Lova diam sejenak, lantas menjawab, "Bukannya aku tidak mau cerita, tapi ... ini menyangkut Gavin dan ... makhluk berjubah biru!"

Lova menggigit bibir bawahnya lagi. Menunduk lesu. Air matanya meluncur begitu saja. Sungguh, dadanya terasa sesak saat ini. Ia tak mampu untuk bercerita. Terlalu menyakitkan untuk diungkapkan.

"Kalau tidak kuat, tidak usah dipaksa," saran Darel sembari menepuk pelan punggung tangan Lova.

"Maaf, Darel," lirih Lova.

"Tapi, kalau sudah begini, mau bagaimana lagi," sahut Darel.

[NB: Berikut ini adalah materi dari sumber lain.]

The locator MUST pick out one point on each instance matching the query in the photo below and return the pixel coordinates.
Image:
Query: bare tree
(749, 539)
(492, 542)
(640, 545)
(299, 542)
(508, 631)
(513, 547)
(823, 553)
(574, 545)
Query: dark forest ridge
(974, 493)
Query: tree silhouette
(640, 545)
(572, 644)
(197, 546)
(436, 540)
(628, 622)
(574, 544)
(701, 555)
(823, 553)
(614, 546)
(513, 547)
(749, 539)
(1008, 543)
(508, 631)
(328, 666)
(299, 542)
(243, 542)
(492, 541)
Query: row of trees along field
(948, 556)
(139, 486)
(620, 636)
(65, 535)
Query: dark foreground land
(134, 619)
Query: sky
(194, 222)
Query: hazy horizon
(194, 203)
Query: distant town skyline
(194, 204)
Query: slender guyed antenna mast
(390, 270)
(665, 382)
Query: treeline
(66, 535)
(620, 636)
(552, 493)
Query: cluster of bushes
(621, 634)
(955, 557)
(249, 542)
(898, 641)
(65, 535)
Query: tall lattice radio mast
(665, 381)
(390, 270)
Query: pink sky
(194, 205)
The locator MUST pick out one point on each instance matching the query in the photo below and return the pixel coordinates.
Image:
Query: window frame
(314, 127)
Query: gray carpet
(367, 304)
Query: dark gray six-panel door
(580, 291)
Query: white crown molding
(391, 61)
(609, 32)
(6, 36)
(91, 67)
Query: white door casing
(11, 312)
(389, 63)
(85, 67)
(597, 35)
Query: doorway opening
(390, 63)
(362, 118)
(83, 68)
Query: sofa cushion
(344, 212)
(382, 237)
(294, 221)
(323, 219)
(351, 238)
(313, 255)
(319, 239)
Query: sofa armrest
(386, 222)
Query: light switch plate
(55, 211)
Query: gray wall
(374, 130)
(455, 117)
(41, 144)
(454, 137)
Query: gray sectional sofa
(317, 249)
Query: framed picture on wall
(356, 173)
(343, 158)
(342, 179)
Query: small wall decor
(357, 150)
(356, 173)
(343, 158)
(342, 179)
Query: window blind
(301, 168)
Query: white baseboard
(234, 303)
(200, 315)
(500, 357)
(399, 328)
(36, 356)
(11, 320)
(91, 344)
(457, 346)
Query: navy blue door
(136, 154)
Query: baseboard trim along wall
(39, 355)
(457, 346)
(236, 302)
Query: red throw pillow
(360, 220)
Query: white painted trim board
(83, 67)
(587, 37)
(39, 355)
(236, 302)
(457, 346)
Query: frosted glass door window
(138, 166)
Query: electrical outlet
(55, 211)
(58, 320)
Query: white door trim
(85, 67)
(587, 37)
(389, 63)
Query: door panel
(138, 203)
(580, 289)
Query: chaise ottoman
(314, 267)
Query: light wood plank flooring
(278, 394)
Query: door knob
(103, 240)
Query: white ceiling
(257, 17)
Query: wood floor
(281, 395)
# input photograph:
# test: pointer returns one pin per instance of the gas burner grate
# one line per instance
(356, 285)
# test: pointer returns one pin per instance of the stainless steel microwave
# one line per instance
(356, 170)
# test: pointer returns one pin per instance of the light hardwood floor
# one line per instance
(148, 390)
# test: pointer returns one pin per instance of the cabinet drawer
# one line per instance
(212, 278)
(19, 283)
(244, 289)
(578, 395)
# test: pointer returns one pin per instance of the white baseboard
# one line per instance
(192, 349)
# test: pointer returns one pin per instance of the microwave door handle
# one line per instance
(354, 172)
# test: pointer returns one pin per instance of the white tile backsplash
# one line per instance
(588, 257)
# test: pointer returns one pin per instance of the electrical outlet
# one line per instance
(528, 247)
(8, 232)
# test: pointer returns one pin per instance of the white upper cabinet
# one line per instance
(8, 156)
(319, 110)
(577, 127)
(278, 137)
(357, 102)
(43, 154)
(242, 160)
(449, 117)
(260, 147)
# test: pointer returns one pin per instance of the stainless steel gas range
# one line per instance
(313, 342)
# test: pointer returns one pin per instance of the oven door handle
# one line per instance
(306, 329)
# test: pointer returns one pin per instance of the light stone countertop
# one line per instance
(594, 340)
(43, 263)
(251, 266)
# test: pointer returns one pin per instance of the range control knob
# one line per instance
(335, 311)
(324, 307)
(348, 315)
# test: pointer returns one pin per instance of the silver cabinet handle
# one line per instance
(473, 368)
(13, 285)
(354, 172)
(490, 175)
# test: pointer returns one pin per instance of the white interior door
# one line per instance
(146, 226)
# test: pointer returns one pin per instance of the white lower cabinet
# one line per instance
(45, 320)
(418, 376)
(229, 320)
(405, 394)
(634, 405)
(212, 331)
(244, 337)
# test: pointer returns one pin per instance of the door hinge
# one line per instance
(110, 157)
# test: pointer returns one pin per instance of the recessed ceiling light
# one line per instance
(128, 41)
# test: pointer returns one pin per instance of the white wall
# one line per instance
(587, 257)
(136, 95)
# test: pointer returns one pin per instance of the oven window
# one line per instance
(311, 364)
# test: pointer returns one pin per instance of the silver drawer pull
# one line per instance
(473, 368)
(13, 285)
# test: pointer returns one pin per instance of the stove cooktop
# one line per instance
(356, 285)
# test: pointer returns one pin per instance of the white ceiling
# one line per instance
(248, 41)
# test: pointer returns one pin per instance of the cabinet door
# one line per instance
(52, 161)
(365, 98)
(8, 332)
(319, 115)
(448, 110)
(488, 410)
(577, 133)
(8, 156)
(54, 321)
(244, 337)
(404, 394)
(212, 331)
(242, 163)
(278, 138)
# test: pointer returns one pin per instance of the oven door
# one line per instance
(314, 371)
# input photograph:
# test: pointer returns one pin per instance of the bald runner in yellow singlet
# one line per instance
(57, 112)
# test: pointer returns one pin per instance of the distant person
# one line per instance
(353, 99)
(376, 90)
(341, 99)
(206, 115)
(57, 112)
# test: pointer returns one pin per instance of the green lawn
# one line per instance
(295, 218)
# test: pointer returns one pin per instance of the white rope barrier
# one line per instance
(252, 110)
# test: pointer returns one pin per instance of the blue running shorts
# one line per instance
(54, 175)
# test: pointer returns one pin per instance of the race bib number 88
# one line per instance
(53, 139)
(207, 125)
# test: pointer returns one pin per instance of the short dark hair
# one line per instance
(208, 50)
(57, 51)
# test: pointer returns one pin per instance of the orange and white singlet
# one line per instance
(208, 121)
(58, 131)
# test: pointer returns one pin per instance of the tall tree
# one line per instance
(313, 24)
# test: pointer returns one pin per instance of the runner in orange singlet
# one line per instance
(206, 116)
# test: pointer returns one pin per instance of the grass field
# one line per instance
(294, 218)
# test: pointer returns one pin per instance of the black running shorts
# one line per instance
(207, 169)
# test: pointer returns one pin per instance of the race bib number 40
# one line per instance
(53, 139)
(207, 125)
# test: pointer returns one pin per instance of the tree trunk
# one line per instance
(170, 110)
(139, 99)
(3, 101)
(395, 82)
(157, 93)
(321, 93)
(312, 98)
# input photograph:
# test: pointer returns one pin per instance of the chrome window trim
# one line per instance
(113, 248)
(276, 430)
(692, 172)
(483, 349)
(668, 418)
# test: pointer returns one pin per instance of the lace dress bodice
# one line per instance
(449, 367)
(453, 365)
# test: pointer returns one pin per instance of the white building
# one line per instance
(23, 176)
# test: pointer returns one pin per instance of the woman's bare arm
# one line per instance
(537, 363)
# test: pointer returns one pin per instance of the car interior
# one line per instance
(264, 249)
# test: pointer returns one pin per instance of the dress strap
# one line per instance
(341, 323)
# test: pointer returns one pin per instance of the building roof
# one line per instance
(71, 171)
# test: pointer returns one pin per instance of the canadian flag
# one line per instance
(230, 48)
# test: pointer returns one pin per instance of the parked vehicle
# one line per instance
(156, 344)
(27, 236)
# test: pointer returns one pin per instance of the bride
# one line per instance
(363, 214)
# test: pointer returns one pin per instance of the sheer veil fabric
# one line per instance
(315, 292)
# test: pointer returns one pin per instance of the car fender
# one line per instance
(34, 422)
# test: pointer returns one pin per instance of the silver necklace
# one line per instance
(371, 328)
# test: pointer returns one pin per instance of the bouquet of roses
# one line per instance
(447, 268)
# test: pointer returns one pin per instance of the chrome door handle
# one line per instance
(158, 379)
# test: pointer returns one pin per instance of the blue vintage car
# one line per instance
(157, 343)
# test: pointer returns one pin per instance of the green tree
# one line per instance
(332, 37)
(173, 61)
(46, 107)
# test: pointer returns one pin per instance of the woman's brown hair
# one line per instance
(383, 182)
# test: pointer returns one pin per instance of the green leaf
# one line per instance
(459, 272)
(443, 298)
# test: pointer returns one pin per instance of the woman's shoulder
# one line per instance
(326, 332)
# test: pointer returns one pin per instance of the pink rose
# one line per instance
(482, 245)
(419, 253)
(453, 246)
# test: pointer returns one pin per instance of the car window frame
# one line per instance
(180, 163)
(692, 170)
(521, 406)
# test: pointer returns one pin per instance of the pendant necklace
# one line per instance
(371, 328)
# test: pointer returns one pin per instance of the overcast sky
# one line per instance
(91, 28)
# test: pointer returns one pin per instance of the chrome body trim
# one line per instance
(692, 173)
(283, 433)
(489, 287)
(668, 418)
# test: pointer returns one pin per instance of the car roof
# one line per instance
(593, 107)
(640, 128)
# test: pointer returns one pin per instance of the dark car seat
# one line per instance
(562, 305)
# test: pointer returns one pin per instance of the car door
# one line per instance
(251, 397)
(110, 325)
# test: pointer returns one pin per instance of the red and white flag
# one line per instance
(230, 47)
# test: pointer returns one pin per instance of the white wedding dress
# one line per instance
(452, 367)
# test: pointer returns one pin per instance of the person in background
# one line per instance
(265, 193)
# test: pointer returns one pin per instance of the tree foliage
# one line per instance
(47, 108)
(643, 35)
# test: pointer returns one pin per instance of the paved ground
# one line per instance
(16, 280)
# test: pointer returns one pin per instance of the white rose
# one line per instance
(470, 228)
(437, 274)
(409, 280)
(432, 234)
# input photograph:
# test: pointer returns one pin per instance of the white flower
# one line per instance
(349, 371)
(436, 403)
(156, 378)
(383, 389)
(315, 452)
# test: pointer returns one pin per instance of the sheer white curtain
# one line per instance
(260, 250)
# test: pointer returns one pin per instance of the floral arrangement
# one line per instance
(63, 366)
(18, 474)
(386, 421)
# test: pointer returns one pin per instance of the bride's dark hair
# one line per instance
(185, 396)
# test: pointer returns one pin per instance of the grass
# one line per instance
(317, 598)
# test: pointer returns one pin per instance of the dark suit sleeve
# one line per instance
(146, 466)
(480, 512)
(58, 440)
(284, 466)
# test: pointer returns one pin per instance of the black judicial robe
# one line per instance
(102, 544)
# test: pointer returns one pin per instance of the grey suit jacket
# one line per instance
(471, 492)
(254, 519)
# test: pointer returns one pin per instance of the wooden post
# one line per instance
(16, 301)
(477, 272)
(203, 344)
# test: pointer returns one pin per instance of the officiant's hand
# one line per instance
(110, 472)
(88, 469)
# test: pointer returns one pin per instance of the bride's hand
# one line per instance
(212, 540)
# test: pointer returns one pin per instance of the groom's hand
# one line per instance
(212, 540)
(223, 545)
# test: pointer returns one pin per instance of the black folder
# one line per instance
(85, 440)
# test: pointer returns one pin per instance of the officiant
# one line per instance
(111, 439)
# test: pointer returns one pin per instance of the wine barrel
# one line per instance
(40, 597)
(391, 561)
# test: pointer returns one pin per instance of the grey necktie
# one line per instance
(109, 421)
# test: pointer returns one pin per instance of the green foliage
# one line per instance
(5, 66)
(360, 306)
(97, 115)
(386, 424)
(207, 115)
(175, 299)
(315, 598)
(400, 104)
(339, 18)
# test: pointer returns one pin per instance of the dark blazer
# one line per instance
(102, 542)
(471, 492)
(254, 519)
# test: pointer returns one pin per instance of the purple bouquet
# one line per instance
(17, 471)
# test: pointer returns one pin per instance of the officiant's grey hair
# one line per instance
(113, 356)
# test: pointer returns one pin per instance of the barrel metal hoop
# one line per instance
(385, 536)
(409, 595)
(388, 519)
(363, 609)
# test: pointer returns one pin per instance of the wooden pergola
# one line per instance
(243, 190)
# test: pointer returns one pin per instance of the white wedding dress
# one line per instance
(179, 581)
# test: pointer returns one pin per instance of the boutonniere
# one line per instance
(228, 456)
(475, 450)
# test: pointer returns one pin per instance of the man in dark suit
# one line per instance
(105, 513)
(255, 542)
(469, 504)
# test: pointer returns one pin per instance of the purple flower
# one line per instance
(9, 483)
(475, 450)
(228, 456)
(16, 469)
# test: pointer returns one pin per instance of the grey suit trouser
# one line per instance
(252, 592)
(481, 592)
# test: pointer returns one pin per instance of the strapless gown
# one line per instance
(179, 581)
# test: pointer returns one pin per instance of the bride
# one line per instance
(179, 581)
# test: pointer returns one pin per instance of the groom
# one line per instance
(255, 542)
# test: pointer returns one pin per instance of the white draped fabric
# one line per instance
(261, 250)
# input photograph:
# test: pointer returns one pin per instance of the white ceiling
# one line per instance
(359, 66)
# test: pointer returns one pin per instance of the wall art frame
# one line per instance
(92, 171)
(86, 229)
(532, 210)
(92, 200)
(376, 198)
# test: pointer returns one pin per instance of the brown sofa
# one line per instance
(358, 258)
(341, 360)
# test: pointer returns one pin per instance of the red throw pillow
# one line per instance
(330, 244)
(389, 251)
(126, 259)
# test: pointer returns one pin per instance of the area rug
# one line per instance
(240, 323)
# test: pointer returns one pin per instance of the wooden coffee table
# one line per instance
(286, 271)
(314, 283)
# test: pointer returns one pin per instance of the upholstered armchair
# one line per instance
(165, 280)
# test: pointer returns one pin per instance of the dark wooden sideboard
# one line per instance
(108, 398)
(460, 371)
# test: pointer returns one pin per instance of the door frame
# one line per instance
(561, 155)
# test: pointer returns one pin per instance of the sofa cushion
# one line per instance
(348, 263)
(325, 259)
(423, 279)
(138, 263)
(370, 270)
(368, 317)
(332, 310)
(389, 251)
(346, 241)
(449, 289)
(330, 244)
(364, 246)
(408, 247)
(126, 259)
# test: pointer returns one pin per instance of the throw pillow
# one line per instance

Darel mengambil ponsel di saku kemejanya. Ia menunjukkan sesuatu yang menarik di layar ponsel.

"Fenomena bulan purnama pemburu diperkirakan terjadi pada bulan Oktober ini. Menurut informasi yang kudapat, hal itu akan terjadi malam ini. Wahana bermain yang kita datangi tadi juga akan mengadakan pesta kembang api. Oleh karena itu, aku berniat mengajakmu ke sana untuk melihat bulan purnama itu malam ini," jelas Darel tegas.

Lova mengamati tulisan yang ada di layar ponsel Darel. Ia membaca dengan saksama dalam hati.

Hunter Moon atau Bulan Pemburu adalah sebutan untuk fenomena purnama setiap bulan Oktober. Salah satu hal yang menarik dari Full Hunter Moon adalah penampakannya yang terlihat lebih terang. Ketika Bumi berada di titik terdekatnya dalam orbitnya dengan Matahari, sinar yang dipantulkan ke bulan sedikit lebih kuat. Hal inilah yang menyebabkan penampakan bulan purnama Oktober ini tampak lebih terang. Tidak hanya itu saja, ilusi optik juga menyebabkan penampakan bulan purnama Hunter Moon ini terlihat sangat besar saat terbit di cakrawala di malam hari.

"Kalau begitu, ayo kita ke sana!" Lova mengusap air matanya, memaksakan tersenyum.

"Tapi, kondisimu masih ... "

"Tidak apa-apa, Darel! Kapan lagi kita bisa melihat fenomena langka ini?" Lova terus memaksa. Meskipun dulu ia tidak pernah percaya pada hantu atau pun tahayul, tapi kali ini, ia harus menghadapi mimpi buruknya. Mungkin sedikit hiburan bisa mengurangi beban pikiran di kepala.

"Baiklah, kalau kau memaksa. Aku bilang ke dokter dulu kalau kau sudah siuman."

Darel berdiri dari tempat duduknya. Kebetulan, dokter sudah datang duluan. Jadi, mereka bisa langsung berangkat menuju lokasi.